After much murmuring on the social networks the past few days about a suspected hacking of the Steam online gaming service, 4 days later creator Valve has confessed that yes – the digital store and multiplayer network have been ‘defaced’ and that the with over 30 million registered user accounts through the Steam forums have been compromised.
Steam offers cloud-based storage, meaning games purchased affect very little of a PC gamers memory and the service currently digitally distributes over 1400 titles from publishers such as Activision, Rockstar Studios and Electronic Arts.
The statement from CEO of Valve Gabe Newell reads:
“We learned that intruders obtained access to a Steam database in addition to the forums. This database contained information including user names, hashed and salted passwords, game purchases, email addresses, billing addresses and encrypted credit card information. We do not have evidence that encrypted credit card numbers or personally identifying information were taken by the intruders, or that the protection on credit card numbers or passwords was cracked. We are still investigating.

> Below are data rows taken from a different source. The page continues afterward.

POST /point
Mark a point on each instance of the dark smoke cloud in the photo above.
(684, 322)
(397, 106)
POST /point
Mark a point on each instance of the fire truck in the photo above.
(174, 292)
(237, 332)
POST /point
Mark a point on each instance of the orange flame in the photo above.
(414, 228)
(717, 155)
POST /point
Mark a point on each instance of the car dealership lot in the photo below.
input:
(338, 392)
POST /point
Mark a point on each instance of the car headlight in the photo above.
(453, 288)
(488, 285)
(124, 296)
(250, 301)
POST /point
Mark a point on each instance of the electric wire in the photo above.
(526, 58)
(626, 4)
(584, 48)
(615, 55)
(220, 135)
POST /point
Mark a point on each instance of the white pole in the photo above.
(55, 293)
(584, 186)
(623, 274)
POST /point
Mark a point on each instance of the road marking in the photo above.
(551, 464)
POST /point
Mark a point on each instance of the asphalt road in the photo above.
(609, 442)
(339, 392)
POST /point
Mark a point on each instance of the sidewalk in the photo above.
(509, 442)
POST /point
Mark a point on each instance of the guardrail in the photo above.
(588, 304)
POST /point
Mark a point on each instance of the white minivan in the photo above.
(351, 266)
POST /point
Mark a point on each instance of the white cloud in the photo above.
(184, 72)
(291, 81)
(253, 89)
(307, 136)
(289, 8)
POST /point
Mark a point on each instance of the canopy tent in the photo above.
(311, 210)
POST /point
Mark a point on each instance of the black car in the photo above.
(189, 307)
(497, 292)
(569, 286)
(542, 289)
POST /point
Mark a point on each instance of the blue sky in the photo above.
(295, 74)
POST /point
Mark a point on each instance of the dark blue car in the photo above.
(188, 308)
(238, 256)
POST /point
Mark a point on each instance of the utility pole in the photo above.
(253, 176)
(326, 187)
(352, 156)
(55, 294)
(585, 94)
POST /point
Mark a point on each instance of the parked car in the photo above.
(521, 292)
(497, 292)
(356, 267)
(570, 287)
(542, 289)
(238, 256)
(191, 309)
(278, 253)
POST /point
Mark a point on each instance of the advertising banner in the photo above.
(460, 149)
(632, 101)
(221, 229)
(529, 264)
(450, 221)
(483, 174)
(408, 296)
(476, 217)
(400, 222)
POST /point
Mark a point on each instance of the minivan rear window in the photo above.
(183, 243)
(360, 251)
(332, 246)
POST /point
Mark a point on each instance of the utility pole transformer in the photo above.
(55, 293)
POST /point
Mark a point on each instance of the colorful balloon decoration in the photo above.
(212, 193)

We don’t have evidence of credit card misuse at this time. Nonetheless you should watch your credit card activity and statements closely.
While we only know of a few forum accounts that have been compromised, all forum users will be required to change their passwords the next time they login. If you have used your Steam forum password on other accounts you should change those passwords as well.
We do not know of any compromised Steam accounts, so we are not planning to force a change of Steam account passwords (which are separate from forum passwords). However, it wouldn’t be a bad idea to change that as well, especially if it is the same as your Steam forum account password.”
Back in March, Valve began employing an email verification system so that if a user attempted to access their Steam account from another computer they would be prompted to reply to an email, so there is some chance that accounts can be saved by a simple password change. However, with gaming networks so deeply interconnected with forums, digital stores and online services, many players using the same password for all, it makes it very appealing for those who might wish to challenge security measures and make gamers feel unsafe using the online services.